É uma digna forma de estarmos preparados, este suor das nossas entranhas, por que os Idos de Março são de facto os que nos arrancam da flama da nossa carne o mais comovente de nós, esta passagem pelo lago prateado e pelas dores que param, porque passada a dor, todo o Universo é um canto grave de uma doce e funda tristeza. Estamos abertos para o imensurável mistério de Deus, e ao focar a existência de Jesus no signo dos Peixes, damos-lhe as qualidades deste momento cósmico, como se nestes dias fosse ele o nascituro.

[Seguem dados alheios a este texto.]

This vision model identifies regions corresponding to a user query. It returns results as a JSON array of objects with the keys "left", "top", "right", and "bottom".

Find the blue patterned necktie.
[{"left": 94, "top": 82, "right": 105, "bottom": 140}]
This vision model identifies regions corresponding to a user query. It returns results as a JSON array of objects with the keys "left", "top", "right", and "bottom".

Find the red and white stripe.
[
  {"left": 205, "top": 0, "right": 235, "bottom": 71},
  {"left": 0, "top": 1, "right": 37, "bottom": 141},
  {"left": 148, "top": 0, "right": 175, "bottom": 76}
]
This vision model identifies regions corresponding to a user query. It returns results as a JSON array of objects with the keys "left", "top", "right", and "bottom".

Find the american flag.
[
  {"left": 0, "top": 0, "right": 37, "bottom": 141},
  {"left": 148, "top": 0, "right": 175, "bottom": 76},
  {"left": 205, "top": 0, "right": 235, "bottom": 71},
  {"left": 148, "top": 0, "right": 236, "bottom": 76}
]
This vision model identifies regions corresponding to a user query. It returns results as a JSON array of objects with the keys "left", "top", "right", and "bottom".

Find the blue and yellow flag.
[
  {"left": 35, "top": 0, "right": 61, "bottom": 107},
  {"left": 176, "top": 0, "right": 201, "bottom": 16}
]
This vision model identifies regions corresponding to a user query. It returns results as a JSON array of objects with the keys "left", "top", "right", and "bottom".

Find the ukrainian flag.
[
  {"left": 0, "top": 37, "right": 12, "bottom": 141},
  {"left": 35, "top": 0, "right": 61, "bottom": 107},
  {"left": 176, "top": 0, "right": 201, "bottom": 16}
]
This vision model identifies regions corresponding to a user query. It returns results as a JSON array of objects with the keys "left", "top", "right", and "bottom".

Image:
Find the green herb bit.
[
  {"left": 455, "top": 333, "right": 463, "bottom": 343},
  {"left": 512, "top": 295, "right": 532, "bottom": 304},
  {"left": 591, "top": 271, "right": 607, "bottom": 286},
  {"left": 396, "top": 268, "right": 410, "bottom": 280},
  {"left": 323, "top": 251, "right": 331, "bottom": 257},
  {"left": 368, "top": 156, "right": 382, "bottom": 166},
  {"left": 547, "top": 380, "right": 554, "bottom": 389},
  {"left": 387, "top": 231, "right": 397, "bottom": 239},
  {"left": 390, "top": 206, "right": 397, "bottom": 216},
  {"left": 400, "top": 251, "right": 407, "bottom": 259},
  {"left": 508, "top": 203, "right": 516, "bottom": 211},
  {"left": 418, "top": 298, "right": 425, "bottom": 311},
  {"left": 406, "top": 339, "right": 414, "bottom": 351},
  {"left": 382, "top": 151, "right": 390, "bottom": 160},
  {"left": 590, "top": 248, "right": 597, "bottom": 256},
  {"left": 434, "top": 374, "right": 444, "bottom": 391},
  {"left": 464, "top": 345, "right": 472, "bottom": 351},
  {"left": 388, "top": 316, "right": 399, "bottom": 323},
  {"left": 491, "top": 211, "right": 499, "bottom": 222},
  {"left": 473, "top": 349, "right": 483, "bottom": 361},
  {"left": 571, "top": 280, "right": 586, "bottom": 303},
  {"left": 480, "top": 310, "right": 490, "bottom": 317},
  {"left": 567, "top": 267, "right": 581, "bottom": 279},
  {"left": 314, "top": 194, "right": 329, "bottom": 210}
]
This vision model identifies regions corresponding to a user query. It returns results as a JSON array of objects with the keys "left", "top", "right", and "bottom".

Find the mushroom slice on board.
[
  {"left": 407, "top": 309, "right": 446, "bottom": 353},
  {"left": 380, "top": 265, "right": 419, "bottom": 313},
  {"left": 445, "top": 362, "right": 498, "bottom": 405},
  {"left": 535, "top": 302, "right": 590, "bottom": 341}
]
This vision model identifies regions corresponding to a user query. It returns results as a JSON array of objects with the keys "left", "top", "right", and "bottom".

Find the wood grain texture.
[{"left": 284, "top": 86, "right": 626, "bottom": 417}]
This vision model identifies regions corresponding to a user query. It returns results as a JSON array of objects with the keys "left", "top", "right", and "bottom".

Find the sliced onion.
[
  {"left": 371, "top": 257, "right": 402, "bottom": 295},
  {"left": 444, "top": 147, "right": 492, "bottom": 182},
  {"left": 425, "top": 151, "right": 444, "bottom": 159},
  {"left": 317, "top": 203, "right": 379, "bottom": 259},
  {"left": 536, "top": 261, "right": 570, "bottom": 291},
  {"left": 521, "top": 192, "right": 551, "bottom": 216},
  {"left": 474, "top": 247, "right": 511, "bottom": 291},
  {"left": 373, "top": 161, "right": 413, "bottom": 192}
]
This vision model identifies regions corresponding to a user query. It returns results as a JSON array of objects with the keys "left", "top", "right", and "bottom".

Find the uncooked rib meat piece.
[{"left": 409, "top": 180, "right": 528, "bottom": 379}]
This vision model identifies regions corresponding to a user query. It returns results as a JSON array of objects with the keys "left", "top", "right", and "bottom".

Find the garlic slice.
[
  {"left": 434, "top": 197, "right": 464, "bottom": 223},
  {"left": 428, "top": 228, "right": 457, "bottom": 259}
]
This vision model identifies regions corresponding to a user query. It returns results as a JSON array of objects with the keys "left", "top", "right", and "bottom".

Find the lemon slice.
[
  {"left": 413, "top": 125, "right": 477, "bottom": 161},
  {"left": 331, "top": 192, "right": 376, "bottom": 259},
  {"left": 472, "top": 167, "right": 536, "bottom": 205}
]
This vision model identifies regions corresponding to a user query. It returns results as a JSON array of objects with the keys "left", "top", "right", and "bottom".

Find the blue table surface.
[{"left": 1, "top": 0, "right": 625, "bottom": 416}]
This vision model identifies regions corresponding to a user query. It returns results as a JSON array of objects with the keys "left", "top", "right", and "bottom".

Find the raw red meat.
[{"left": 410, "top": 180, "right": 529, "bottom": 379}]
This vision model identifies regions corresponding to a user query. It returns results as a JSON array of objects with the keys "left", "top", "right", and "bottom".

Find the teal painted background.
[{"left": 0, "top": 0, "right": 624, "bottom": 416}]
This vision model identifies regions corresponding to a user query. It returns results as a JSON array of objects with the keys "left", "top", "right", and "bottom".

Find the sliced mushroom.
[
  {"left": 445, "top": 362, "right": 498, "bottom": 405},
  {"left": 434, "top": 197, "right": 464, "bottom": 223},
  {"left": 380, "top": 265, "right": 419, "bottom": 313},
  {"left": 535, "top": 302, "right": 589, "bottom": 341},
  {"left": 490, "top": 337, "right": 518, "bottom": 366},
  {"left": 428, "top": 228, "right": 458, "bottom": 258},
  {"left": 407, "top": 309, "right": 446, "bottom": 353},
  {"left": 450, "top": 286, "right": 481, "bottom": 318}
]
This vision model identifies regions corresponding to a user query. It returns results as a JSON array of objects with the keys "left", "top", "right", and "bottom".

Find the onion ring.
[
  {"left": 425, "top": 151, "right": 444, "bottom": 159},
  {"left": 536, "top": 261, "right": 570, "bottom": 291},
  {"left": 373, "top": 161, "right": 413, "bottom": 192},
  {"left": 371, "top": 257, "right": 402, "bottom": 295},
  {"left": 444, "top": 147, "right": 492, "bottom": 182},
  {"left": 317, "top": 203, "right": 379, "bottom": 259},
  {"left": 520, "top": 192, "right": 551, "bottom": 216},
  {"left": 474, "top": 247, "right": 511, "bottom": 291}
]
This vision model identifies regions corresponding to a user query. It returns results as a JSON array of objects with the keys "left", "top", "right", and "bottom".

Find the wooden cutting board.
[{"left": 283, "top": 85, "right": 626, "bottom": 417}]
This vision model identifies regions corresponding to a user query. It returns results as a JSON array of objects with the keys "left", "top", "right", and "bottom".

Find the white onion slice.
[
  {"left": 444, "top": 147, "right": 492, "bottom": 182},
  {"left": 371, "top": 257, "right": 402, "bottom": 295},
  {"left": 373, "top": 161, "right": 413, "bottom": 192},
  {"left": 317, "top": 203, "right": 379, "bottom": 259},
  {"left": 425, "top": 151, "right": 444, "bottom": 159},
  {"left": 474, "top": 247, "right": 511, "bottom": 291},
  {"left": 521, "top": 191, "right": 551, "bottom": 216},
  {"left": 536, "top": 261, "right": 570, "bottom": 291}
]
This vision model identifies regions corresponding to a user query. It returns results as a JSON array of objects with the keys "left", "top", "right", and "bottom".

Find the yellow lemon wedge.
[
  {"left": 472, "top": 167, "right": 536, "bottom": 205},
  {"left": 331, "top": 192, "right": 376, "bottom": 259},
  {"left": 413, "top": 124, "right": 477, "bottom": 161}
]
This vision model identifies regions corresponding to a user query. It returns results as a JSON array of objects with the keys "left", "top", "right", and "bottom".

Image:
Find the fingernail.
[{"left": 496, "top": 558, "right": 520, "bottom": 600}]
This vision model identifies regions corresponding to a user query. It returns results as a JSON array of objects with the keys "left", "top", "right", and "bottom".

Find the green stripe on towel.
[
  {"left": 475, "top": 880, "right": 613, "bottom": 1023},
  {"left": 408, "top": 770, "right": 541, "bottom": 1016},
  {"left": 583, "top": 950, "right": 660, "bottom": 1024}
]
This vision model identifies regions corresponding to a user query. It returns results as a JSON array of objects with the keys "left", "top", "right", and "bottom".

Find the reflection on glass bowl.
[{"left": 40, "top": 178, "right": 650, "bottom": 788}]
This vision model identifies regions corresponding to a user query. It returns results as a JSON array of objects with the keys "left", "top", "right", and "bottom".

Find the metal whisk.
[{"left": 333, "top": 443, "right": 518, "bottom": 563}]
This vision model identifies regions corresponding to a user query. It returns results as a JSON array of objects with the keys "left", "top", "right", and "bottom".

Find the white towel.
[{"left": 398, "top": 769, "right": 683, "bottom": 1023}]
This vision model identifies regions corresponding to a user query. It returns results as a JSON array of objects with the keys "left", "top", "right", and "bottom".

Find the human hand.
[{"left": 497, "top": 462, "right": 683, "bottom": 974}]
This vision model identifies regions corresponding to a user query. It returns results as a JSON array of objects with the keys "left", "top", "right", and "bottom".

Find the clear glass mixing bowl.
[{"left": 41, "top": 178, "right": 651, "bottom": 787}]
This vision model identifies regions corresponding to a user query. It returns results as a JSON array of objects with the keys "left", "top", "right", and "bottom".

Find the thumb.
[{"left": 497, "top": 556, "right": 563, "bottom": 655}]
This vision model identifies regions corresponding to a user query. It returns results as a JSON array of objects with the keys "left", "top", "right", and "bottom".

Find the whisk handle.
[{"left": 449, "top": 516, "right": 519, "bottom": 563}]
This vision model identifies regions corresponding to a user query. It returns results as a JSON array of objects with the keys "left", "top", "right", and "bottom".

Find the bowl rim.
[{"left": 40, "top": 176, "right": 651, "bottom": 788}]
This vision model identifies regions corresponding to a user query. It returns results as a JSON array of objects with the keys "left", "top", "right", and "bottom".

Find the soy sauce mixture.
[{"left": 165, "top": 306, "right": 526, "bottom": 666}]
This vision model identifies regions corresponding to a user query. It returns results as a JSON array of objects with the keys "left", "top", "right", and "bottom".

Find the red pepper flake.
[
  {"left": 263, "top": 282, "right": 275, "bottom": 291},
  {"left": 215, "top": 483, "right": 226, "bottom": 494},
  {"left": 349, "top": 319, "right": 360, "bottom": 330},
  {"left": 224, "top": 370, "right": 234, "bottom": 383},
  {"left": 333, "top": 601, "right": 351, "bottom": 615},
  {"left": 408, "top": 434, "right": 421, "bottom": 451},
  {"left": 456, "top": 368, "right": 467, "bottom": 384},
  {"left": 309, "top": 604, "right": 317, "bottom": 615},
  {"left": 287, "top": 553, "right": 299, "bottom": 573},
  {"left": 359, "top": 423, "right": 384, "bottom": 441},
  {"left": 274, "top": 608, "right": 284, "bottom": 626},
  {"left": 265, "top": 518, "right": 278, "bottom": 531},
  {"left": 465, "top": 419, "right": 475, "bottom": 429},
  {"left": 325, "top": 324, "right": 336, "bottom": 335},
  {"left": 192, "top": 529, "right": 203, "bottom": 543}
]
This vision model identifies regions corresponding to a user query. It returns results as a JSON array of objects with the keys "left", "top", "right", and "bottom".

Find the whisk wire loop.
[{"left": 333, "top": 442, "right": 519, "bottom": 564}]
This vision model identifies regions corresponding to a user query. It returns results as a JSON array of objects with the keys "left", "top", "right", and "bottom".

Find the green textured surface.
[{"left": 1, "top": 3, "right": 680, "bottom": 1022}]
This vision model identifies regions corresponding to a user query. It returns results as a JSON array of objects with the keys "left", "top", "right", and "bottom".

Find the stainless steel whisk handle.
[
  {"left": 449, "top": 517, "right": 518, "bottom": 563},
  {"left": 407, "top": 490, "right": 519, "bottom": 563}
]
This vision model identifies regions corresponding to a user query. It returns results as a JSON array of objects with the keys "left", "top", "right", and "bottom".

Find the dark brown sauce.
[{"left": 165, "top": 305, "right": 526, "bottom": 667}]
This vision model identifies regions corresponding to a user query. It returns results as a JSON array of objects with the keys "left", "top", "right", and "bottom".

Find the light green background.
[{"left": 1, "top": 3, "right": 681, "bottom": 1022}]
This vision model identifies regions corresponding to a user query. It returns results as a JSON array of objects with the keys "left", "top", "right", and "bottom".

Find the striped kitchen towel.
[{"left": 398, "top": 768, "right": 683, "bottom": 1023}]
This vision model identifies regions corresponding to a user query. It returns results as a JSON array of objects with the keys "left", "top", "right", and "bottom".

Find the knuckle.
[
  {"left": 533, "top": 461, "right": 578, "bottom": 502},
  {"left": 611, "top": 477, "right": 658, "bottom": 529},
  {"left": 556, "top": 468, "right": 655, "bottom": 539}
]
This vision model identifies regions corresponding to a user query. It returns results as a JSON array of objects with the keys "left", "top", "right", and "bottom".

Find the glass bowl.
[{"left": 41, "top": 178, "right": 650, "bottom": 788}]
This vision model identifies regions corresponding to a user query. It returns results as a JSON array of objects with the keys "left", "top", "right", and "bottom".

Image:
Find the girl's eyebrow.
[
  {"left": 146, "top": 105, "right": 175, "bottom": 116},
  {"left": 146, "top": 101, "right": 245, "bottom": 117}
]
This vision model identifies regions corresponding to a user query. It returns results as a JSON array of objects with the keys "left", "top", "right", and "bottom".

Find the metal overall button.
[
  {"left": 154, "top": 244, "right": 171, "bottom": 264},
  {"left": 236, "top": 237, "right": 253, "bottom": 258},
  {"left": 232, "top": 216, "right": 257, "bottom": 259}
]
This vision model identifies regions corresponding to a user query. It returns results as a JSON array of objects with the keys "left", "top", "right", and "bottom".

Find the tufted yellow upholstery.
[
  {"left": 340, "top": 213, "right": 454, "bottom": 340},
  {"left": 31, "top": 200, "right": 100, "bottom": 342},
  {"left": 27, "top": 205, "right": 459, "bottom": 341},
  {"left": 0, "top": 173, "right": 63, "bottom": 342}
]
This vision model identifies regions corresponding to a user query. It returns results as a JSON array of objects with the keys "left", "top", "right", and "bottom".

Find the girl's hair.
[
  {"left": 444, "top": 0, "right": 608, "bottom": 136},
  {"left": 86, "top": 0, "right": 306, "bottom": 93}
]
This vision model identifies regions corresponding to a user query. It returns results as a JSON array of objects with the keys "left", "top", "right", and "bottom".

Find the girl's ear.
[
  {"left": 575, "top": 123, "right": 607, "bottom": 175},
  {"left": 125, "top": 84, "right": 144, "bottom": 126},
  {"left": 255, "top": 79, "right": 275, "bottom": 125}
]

Lembro-me da cascata de poetas que em Março de 1993 morreram no espaço de uma semana nestes Idos, e nem por isso a memória se me torna tormentosa, eles partiram na sua fase de expressão superior, e todo o homem animado, que tem de facto uma alma, convoca os outros para a partida e juntos vão numa saga que a nós ainda não nos é dado compreender. Creio na santidade do propósito bem como no invulgar poder da invocação. Ninguém morre só, quando foi habitado por certos elementos : o Universo conspira na sua deidade e força o encontro entre pares. Assim nós, que deste lado do vitral fugimos aos sonhos e nos adensamos num real imposto, possamos um dia chegar a eles de forma transparente. Estes são os Idos de Março, os mais assombrosos e transcendentais, e ninguém que tem um destino escapa indelével que seja ao seu tão inigualável encontro.
E terminam neste lago:

Dignai-vos dar em abundância
Luz da inteligência verdadeira a estes submissos servos
Lágrimas aos olhos
Contrição ao coração
Até que purificados do actual luto e da tristeza espiritual
Da morte eterna nos afastemos como de uma ruína.